We ended 2014 with a composite index of 97.9, meaning that the costs to live here were 2.1% below the national average of 100.0%. That’s good, but we have already improved on those numbers! For the first quarter of 2015, our composite index dropped to 96.4. That’s terrific—3.6% below the national average!
The Prescott Chamber collects the data for these quarterly reports and sends the information to the Council for Community and Economic Research in Arlington, Virginia. C2ER then puts all the collected information into their computers and out comes the final report. For this quarter, 265 metropolitan areas participated.
The composite index is the final measurement of each metropolitan area, but each composite index is further broken down into six categories or sub-indexes. For example, the first sub-index is for grocery items. Prescott’s number was a very respectable 93.4 (again versus the national average of 100.0), meaning that grocery costs here were 6.6% below the national average. Next comes housing and not too surprisingly, we are higher than the national average, but only by 1.3% with a composite index of 101.3.
Our utility expenses traditionally are lower than the national average and this quarter was no exception at 95.2. Transportation costs came in at 99.7; health care costs were 95.0 and miscellaneous goods and services were 92.0. Altogether, a very respectable quarter for the Prescott area.
What about other Arizona communities? Six other metropolitan areas took part in this cost-of-living study. Those areas and their composite indexes include Bullhead City (91.7), Lake Havasu City (101.6), Phoenix metro (93.6), Sierra Vista/Douglas (96.4), Tucson (93.3) and Yuma (101.6). Flagstaff usually takes part in this survey but did not submit information for the first quarter of 2015.

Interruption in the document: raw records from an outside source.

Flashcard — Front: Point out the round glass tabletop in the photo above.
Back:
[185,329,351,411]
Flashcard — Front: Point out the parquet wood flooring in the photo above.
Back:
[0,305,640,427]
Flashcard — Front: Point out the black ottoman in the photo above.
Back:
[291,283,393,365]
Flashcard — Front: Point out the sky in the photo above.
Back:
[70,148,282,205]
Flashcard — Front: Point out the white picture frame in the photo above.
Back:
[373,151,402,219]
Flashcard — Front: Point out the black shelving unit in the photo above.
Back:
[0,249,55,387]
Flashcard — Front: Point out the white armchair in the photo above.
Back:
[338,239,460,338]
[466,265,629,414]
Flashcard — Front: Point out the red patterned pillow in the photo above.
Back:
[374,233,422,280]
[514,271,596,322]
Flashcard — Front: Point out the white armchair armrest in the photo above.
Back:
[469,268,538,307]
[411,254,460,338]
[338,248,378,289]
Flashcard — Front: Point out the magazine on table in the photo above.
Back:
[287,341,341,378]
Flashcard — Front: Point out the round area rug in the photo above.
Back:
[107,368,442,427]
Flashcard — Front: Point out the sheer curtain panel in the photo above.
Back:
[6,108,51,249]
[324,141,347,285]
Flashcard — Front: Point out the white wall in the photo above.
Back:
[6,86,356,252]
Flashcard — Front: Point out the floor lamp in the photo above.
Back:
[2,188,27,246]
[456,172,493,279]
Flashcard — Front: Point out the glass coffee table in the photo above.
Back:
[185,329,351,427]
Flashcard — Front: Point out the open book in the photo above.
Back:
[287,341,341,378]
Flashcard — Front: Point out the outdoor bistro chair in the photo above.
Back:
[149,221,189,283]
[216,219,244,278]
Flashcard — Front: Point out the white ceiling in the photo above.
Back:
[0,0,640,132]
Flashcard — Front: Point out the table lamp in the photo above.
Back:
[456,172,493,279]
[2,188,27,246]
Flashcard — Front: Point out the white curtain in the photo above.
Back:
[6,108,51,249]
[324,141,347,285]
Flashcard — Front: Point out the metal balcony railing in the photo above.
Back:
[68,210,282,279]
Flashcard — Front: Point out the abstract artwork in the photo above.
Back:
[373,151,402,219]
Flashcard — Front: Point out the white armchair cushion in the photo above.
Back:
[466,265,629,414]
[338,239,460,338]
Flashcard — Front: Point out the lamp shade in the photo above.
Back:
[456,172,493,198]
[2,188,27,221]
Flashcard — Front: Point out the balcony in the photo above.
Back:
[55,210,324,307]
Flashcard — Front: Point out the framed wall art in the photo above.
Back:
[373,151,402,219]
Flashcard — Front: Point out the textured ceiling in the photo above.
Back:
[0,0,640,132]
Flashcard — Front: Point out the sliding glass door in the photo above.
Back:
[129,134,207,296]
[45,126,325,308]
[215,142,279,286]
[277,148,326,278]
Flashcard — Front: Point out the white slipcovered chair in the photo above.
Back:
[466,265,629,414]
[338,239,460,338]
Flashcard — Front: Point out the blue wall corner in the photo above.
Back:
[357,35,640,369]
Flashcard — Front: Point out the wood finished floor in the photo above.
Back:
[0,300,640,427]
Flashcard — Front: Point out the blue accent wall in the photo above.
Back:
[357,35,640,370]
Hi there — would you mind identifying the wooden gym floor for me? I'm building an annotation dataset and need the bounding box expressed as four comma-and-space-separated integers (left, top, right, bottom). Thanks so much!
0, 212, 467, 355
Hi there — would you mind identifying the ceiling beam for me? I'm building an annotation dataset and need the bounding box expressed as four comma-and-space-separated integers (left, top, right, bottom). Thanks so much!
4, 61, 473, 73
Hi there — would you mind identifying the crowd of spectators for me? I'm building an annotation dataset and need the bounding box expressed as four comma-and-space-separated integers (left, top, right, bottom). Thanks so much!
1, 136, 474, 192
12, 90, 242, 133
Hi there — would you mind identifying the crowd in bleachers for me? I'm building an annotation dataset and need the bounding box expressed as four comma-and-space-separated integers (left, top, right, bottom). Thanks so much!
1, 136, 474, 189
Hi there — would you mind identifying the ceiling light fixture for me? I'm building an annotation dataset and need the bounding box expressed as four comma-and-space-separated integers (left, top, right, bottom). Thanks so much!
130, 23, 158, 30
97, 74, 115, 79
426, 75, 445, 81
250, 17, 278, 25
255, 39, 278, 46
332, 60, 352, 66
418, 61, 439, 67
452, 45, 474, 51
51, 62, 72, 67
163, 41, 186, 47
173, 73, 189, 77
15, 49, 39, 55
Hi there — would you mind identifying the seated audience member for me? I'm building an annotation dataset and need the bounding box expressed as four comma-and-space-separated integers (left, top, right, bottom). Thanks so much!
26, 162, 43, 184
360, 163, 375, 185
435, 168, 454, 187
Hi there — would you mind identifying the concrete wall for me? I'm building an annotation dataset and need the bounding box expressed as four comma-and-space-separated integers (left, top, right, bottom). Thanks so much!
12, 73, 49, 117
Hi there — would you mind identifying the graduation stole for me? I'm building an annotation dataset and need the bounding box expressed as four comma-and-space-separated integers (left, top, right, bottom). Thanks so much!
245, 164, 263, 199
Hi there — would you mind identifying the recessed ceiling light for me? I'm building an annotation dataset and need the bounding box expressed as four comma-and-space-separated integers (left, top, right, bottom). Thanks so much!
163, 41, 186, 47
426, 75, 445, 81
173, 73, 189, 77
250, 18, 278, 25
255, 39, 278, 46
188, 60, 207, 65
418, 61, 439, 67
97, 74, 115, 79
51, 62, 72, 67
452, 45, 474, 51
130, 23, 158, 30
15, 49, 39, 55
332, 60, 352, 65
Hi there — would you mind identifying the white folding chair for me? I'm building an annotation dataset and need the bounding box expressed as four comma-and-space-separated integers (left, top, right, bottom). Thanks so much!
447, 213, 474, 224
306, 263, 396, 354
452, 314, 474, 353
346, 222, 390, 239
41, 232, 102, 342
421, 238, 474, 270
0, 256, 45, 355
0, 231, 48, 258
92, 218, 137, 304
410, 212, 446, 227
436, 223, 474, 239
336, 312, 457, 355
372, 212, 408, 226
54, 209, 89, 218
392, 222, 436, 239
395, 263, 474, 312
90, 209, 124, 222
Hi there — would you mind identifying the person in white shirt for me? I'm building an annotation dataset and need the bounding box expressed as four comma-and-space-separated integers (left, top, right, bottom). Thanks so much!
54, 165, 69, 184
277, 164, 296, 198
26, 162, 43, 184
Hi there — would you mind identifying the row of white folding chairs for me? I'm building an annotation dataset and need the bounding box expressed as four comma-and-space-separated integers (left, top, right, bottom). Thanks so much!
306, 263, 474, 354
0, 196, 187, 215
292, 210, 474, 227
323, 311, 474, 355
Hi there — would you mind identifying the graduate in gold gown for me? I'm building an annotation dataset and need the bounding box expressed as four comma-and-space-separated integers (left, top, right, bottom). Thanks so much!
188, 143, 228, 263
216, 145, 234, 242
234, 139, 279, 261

This is helpful information to anyone thinking of moving here and it provides useful information as well to our economic development efforts. Over the years, the cost-of-living figures have dropped when compared to other communities. That doesn’t mean that the actual costs have decreased, but it does mean that the Prescott area can be very competitive with many other communities in Arizona, the Southwest and the nation.